「君みたいな特別な子なんて消えたらいいのに」
この一言で遥は部活を止めた
遥は1年の時、吹奏楽部に入っていた。そう強くは無かったが人数は多く大会などにはオーディションで出場する人を決めていたそうだ。上手くない癖に練習もしない上級生はこぞってオーディションに反対していたらしい。
その結果、その矢印が当時唯一1年で選ばれた遥に向き、いじめが始まった。
「特別な子じゃない、ただただ音楽が好きなだけなのに…」
そんな時に声をかけてきたのが美菜子だった、同じクラスの少し元気な子そんな遊びに行くほど仲良くも無かった、
「君、音楽好き?好きなら一緒にバンド部しよ!」
この言葉に私は救われた、彼女はそう言ってたかな。楽器の準備をしながら美菜子は昔の事を考えていた。
「てか、バンド部の紹介した時の私って超空気読めてないじゃん!」
「今更、あの時はほんと空気読めない子だって思ってたよ」
「ええー!何で早く教えてくれなかったのー」
「なんか分かってない美菜子面白かったから。でもほんとに感謝してるよ。ありがと」
「こちらこそだよ。」
そう言いながら2人の距離は近くなっていた。
そろそろ練習始めないと!美菜子が先に恥ずかしくなり練習を始める、外は少しずつ暗くなり、やがて月の光で明るくなっていた。
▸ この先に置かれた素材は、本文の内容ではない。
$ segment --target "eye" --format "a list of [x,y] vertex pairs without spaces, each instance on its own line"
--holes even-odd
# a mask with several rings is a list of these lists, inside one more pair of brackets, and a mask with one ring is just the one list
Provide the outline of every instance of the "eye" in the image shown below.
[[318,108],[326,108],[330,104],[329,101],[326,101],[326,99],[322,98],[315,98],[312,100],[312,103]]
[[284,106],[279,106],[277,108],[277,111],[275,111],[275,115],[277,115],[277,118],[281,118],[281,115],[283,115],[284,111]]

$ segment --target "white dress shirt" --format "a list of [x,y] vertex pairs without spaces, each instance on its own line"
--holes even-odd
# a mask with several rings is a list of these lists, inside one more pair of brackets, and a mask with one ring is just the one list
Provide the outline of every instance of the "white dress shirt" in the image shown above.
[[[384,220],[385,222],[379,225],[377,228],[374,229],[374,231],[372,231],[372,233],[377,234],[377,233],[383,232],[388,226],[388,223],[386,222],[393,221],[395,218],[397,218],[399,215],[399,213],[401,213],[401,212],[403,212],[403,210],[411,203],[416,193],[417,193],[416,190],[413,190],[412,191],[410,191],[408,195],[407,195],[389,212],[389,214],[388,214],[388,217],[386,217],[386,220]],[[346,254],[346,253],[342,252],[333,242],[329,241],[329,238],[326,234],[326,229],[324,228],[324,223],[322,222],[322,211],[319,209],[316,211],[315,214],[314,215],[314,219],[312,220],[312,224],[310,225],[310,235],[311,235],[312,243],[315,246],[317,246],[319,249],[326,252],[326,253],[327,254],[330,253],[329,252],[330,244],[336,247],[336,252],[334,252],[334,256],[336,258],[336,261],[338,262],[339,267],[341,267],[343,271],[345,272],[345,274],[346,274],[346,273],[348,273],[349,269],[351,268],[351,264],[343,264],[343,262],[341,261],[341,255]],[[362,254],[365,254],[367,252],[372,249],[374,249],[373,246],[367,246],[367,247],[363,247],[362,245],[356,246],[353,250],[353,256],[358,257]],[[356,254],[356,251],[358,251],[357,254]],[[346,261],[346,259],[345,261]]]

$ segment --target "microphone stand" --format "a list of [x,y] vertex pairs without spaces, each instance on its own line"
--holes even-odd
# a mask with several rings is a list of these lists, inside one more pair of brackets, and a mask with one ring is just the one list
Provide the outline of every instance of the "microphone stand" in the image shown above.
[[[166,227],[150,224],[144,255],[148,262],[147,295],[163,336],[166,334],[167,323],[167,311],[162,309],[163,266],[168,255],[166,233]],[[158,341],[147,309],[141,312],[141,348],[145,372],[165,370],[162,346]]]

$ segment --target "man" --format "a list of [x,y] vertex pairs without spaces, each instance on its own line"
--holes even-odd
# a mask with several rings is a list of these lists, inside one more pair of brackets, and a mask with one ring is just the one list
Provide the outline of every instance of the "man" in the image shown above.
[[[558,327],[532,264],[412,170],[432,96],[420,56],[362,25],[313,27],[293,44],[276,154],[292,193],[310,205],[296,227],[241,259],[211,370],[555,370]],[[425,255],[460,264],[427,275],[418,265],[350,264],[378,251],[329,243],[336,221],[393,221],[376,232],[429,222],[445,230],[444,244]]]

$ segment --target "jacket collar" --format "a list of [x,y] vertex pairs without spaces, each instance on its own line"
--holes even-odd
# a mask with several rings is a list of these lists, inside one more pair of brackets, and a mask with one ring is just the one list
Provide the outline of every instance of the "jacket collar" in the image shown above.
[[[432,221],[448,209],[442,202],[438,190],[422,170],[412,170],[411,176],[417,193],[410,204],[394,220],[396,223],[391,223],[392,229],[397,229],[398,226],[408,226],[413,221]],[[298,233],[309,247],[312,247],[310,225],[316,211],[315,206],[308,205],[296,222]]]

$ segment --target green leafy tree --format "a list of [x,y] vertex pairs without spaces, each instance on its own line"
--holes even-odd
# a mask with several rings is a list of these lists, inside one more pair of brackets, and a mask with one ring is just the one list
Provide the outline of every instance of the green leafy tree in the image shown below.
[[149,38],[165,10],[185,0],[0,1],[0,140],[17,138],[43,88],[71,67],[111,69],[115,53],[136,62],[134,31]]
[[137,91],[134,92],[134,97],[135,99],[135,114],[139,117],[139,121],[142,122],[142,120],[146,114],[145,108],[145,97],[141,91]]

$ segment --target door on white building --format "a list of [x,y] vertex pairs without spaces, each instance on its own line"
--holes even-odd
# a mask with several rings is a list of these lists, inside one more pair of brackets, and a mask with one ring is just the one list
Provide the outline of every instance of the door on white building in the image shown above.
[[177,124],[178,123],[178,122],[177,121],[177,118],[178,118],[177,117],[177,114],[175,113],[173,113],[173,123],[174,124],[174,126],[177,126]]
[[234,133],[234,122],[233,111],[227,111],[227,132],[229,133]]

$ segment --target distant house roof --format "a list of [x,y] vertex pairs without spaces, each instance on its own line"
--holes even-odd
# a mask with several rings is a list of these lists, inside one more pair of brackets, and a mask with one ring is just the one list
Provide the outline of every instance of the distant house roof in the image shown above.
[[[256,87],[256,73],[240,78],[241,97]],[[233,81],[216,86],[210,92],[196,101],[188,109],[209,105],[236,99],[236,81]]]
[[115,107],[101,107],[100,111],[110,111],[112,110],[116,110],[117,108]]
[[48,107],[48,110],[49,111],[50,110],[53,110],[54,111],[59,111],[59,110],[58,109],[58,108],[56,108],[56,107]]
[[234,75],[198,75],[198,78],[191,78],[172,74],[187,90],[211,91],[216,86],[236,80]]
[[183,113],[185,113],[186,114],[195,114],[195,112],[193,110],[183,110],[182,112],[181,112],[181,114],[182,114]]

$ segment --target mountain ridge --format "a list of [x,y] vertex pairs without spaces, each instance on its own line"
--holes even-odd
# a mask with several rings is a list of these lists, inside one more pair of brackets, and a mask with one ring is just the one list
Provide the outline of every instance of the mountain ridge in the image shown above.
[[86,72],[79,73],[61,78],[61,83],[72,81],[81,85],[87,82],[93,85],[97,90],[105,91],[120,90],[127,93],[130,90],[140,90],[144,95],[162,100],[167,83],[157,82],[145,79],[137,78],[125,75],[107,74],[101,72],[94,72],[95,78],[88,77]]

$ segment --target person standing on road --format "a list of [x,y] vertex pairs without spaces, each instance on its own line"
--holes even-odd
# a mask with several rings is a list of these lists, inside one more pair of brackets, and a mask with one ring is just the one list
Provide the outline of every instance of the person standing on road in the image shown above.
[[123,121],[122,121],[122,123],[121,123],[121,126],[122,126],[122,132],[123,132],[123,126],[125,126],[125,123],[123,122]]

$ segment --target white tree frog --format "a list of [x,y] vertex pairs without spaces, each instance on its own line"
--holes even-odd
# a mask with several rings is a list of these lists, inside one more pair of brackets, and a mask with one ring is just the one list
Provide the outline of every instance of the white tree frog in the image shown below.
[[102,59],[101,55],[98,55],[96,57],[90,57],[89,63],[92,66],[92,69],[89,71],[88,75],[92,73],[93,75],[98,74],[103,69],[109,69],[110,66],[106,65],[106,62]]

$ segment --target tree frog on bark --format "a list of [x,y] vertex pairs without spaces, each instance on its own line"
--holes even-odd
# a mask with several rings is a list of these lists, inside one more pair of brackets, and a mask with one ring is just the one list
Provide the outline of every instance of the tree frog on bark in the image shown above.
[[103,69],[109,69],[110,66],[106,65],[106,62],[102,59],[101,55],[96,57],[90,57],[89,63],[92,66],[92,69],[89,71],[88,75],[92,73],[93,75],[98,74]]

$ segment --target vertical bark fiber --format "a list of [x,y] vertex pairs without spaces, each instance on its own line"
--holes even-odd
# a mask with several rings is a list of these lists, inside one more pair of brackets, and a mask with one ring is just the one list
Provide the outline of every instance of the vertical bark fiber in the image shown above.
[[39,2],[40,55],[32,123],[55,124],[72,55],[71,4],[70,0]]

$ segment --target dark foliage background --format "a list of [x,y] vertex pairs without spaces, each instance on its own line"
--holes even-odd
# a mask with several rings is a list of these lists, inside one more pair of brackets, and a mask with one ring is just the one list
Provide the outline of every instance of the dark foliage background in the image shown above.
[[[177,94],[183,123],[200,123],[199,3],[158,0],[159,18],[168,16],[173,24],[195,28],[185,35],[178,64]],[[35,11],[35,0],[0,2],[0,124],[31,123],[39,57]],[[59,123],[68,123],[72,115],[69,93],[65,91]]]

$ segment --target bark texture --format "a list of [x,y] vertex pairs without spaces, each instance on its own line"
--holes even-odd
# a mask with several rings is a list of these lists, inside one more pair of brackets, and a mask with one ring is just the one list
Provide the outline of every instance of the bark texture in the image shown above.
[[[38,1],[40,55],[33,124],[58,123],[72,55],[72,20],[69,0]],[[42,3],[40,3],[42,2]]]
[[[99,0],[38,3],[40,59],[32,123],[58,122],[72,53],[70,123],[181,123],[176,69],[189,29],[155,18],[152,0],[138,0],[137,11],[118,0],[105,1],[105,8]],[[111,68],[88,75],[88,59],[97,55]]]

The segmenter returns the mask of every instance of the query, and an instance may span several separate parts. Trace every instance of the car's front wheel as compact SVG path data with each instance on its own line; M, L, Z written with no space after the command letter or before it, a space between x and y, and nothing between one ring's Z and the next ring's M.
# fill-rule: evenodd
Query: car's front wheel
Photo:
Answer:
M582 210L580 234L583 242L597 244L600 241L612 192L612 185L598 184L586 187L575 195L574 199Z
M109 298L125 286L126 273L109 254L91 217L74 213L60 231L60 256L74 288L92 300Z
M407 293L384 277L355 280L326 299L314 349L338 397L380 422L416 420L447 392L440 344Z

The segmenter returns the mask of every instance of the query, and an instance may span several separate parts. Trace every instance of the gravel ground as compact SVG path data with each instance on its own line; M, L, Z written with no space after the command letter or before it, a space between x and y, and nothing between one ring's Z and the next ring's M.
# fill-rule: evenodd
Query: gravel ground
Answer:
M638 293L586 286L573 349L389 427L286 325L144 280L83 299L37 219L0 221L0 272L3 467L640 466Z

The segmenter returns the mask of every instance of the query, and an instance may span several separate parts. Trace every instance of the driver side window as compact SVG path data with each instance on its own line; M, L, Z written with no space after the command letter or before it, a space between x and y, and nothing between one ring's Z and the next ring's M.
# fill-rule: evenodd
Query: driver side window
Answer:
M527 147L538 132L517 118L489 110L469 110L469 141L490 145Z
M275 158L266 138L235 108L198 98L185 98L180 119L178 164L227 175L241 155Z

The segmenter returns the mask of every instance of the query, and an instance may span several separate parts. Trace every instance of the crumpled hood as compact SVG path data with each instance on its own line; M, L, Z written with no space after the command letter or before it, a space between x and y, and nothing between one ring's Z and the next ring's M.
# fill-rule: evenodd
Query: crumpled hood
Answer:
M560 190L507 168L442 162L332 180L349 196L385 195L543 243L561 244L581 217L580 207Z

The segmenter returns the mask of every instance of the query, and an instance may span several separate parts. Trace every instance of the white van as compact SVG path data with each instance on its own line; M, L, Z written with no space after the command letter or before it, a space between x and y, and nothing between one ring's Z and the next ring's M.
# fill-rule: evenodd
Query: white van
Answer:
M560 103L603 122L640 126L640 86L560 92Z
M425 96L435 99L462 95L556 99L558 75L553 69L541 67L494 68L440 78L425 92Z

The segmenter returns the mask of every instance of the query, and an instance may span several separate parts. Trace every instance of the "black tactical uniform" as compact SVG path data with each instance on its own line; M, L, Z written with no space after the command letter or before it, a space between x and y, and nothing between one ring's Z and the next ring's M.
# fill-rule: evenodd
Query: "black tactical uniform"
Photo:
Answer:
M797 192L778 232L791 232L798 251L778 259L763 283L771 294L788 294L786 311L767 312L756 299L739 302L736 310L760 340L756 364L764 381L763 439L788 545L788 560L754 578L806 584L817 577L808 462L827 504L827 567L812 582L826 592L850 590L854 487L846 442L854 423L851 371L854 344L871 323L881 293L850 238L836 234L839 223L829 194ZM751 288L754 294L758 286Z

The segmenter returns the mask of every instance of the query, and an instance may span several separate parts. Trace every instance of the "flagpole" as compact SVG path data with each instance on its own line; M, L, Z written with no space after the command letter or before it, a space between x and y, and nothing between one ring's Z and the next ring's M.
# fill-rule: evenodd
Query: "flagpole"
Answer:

「ん〜練習終わった〜明日急にライブの予定入ったから余計頑張った〜」
「お疲れ様、まだ指が遅いからもっと早くできるようにしないとね。」
遥は小さい頃からベースをしていて、美菜子より技術は上だったりする。
「頑張りまーす、でもライブをするって言ったのは遥だからね!突然にも程があるよ。」
「らいふごめんごめん、お菓子買ってあげるから」
やったーと言いながら美菜子はスキップでコンビニに入っていく
本番の日は気温が20℃を超え猛暑日になった。いつものような1日が始まったが2人の心情は緊張と不安で埋め尽くされていた。
グダグダと授業が過ぎてゆき日がオレンジ色に変化してゆく、時々なるノイズを調整しながらその時を迎えて行く
「来てくれた!」
美菜子が少し大きい声を出すと、その女の子は少しビックリし後に下がる。
遥が誘導をし、2人が音楽を始める。
あえて何も言わずスタートした音楽は特に魅力的な演奏でもなく、奇抜や華やかさは無かった。でも2人はその音楽、ひとつひとつの音に真剣に向き合い楽しんでいた。それは女の子に伝わっていた。